It's how software works because we decided it would be.

What This Actually Looks Like in Practice

We build educational software. We're not claiming special virtue here — our test suite has gaps, our code has edge cases we haven't covered, we have had production bugs. The economics apply to us as much as anyone.

But we try to ask, before writing code: what would it mean for this to be correct?

Not "what does this do?" — tests answer that. What are the invariants? What states should never occur? If this function gets called with unexpected input, what happens and what should happen? What's the implicit specification we've been carrying around in our heads without writing down?

This doesn't require TLA+ or Coq. It just requires the habit — the cognitive reflex — of thinking about correctness as a concept rather than a property you discover by running things. The habit of making hidden assumptions explicit, because hidden assumptions in a proof are where proofs fail, and hidden assumptions in software are where software fails.

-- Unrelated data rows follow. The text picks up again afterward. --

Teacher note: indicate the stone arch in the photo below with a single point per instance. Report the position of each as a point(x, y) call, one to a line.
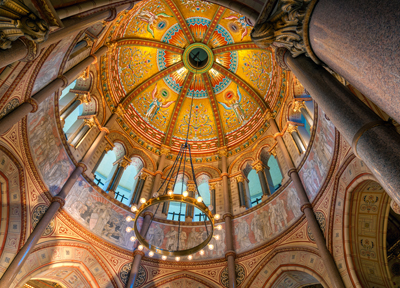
point(60, 253)
point(285, 269)
point(284, 259)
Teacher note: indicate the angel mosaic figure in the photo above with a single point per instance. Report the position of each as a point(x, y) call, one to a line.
point(150, 18)
point(155, 105)
point(236, 106)
point(243, 22)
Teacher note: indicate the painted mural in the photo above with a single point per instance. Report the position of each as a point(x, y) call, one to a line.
point(98, 215)
point(46, 147)
point(316, 167)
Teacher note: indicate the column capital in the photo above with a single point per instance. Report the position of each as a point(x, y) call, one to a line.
point(258, 166)
point(287, 27)
point(165, 150)
point(223, 151)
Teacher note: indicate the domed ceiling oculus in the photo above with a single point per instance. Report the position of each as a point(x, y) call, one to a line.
point(153, 74)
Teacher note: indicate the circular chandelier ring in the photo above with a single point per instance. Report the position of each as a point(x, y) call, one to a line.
point(181, 199)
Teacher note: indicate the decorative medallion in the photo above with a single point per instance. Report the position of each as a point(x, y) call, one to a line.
point(126, 270)
point(322, 223)
point(240, 275)
point(37, 214)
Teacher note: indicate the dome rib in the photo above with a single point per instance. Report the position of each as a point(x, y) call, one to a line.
point(159, 75)
point(214, 106)
point(177, 109)
point(235, 78)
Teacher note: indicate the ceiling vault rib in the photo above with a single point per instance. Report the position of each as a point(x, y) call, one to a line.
point(235, 78)
point(149, 43)
point(235, 47)
point(216, 18)
point(182, 22)
point(213, 102)
point(177, 109)
point(152, 80)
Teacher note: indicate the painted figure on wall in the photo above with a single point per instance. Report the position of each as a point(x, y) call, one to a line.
point(150, 18)
point(156, 104)
point(235, 105)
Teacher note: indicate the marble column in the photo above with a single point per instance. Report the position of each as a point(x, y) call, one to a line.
point(212, 197)
point(259, 167)
point(191, 188)
point(359, 40)
point(20, 50)
point(138, 188)
point(230, 254)
point(32, 104)
point(374, 141)
point(138, 255)
point(58, 202)
point(307, 209)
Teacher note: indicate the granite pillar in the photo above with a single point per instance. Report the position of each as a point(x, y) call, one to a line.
point(307, 209)
point(374, 141)
point(230, 254)
point(359, 40)
point(137, 255)
point(32, 104)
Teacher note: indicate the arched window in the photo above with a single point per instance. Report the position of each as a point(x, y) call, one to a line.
point(176, 209)
point(254, 187)
point(275, 172)
point(204, 190)
point(129, 179)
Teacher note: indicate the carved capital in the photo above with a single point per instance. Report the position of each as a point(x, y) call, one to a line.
point(59, 200)
point(258, 166)
point(287, 27)
point(18, 21)
point(165, 150)
point(223, 152)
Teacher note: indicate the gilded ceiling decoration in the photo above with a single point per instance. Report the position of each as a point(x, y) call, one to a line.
point(168, 52)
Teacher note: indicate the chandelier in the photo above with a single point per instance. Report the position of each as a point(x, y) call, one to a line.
point(183, 165)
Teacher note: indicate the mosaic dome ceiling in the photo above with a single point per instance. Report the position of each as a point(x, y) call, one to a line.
point(169, 54)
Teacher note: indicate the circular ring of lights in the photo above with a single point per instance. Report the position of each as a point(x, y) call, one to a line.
point(174, 198)
point(189, 66)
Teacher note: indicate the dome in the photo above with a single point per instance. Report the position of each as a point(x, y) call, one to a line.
point(171, 56)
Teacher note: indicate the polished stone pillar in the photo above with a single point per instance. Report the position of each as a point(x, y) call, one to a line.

That reflex is what Euclidean proof practice builds. You learn to be suspicious of your intuitions. You learn that "it seems to work" and "it must work" are different claims — and that the gap between them is the whole ballgame.

We lost the class that built that reflex. An entire industry runs on its absence.

The Trade We Made

The standard defense of where we ended up is pragmatic: formal verification is expensive, testing is adequate, iteration is powerful, the market has spoken. All of this is true.

But "the market has spoken" is a description of an outcome, not a justification for it. Markets optimize for what they can measure and reward in the short term. They don't optimize for correctness; they optimize for appearing correct long enough to ship. The failures are real and persistent, and we have normalized them.

The geometry curriculum change of the 1960s and the culture of software engineering in the 2020s look, at first glance, like completely unrelated phenomena separated by sixty years. They're not. One produced the other — not through direct causation, but through the slow erosion of a cognitive skill that was never replaced with anything equivalent.

We traded a two-thousand-year technology for teaching rigorous reasoning for a more practical curriculum. We got engineers who are very good at building things and not quite sure how to think about whether those things work.

The software works well enough that the trade looks justified. It fails often enough that we might reasonably wonder whether we got the better end of it.